Yesterday, you were talking to a caller who said that she wanted to have a water birth at her local water birth center. Her insurance wouldn’t cover it, and she was unsure if she could afford it. Your advice to her was that she should just birth in the hospital for fear that something would go wrong and that she should not desire to buy things that she cannot afford.
I must say, that I differ in opinion with you on this. The staff at a water birth center are well trained in the business of pregnancy and birth. Under many state laws (and common sense), they are only able to accept low-risk pregnancies, and if at any time something comes up that puts that client in the high risk category, their care is transferred. That includes while the mama is in labor. If there are signs that show that something is trending in a bad direction, a transport happens before anything negative can occur. It is actually statistically safer to give birth at a birth center than at a hospital.
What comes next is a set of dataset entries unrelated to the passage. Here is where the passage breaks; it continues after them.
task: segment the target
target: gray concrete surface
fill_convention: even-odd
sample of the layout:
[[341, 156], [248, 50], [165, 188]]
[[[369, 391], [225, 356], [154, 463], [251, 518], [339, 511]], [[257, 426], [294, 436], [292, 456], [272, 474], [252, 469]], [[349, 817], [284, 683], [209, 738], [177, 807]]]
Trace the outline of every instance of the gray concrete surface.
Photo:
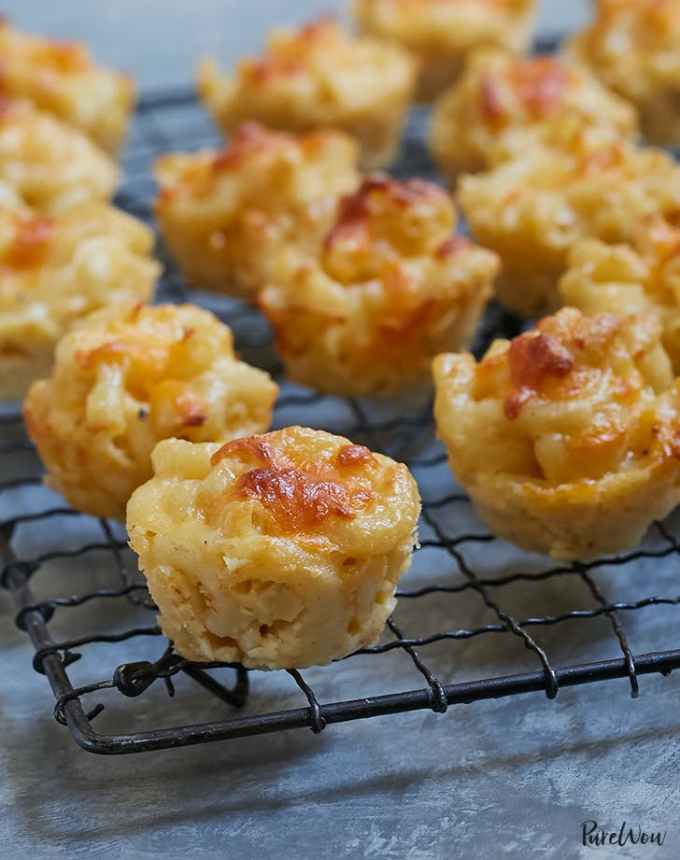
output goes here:
[[[3, 9], [26, 27], [87, 39], [98, 56], [129, 69], [148, 87], [186, 82], [202, 51], [228, 61], [250, 50], [268, 21], [302, 19], [331, 5], [327, 0], [6, 0]], [[573, 24], [584, 7], [568, 0], [545, 3], [542, 26]], [[0, 518], [5, 513], [0, 511]], [[677, 591], [674, 566], [650, 562], [627, 571], [625, 582], [621, 578], [615, 570], [603, 571], [598, 581], [605, 589], [616, 584], [624, 597]], [[527, 590], [514, 599], [512, 609], [526, 615], [559, 610], [575, 597], [560, 581], [540, 597]], [[455, 611], [481, 623], [479, 608], [463, 603]], [[428, 611], [449, 608], [435, 605]], [[643, 678], [635, 702], [626, 683], [617, 681], [563, 690], [553, 703], [535, 694], [458, 707], [443, 717], [418, 713], [357, 722], [319, 737], [290, 732], [103, 759], [77, 749], [53, 721], [47, 685], [30, 667], [31, 650], [13, 625], [4, 595], [0, 610], [1, 857], [680, 856], [675, 678]], [[105, 611], [92, 610], [93, 626], [115, 625], [117, 619]], [[626, 622], [639, 652], [676, 641], [677, 614], [671, 610], [636, 614]], [[605, 622], [564, 625], [545, 635], [561, 662], [616, 654]], [[506, 640], [464, 644], [453, 660], [451, 653], [432, 652], [447, 680], [533, 665]], [[76, 677], [78, 671], [74, 667]], [[350, 670], [350, 680], [358, 680], [361, 671], [362, 666]], [[408, 683], [415, 686], [417, 679]], [[300, 705], [294, 689], [280, 695], [289, 696], [291, 706]], [[202, 704], [197, 712], [186, 685], [176, 705], [166, 705], [160, 691], [129, 705], [139, 725], [159, 714], [170, 722], [219, 717], [215, 705]], [[100, 719], [116, 716], [114, 706]], [[667, 831], [666, 841], [661, 849], [584, 848], [581, 828], [591, 819], [607, 830], [618, 830], [625, 821]]]

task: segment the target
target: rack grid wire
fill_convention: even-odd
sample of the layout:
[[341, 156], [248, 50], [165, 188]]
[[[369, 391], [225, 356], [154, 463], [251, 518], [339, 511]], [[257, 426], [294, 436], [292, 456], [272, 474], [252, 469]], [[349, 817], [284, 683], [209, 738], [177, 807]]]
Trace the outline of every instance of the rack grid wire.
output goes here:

I did all of my prenatal care at a water birth center with midwives. I went there when I was in labor, and after many hours of hard labor, I was transported to the hospital where I eventually had an emergency c-section. The midwives I worked with were competent enough that I never felt unsafe, and no negative result occurred.
Even though it was necessary for me to transport, I will have my next child at a water birth center. Did you know that Jimmy Carter was the first president to be born in a hospital? Yes, it was that recently that we gave up having our children at home in favor of a hospital. I am not saying that a hospital does not have its place, I am very glad it is there for the true emergencies, but the method of birthing in American hospitals is less than ideal.
In fact, the C-section rate in America hovers around 30%, which is 1 in 3 moms. The World Health Organization standard for c-sections is 15% and some countries have gotten it down below 8%. This has been done, in Holland for example, by taking birth out of the hospitals and having it managed at home or at birth centers by trained midwives. As the c-section rate climbs in America, so does the maternal death rate, which makes it increasingly more dangerous to birth in a hospital.
It sounds like you had a traumatic birth where medical intervention was necessary. I am sorry that it turned out that way for you, and I assure you that all births are different. I know many, many women who have had safe births outside of the hospital without complication.
It does matter the method of birthing. If a mom ends up having to have a c-section, as I did, she has to undergo a recovery from a major surgery in addition to dealing with all the hormones and the stress of a newborn baby. It did not facilitate bonding with my baby, and I had to overcome some incredible obstacles. I feel sad for America that 1 in 3 new moms have the same outcome. I think that you would be pleasantly surprised if you were to go to a water birth and watch the immediate bonding that is able to take place, I think it does matter that a mom is in a quiet and supportive environment that allows her to get her bearings after such hard work.
The cost of birthing at a water birth center can be equivalent to what the out of pocket at a hospital would cost. They are very reasonable to work with people on payment because they are passionate about what they do, and they understand that the process of care in birthing is an important factor in the mother-baby relationship. This point can easily be solved by the persistent and determined.
I hope that in the future that you can encourage other callers to seek to have a sane birth wherever they feel safe and comfortable.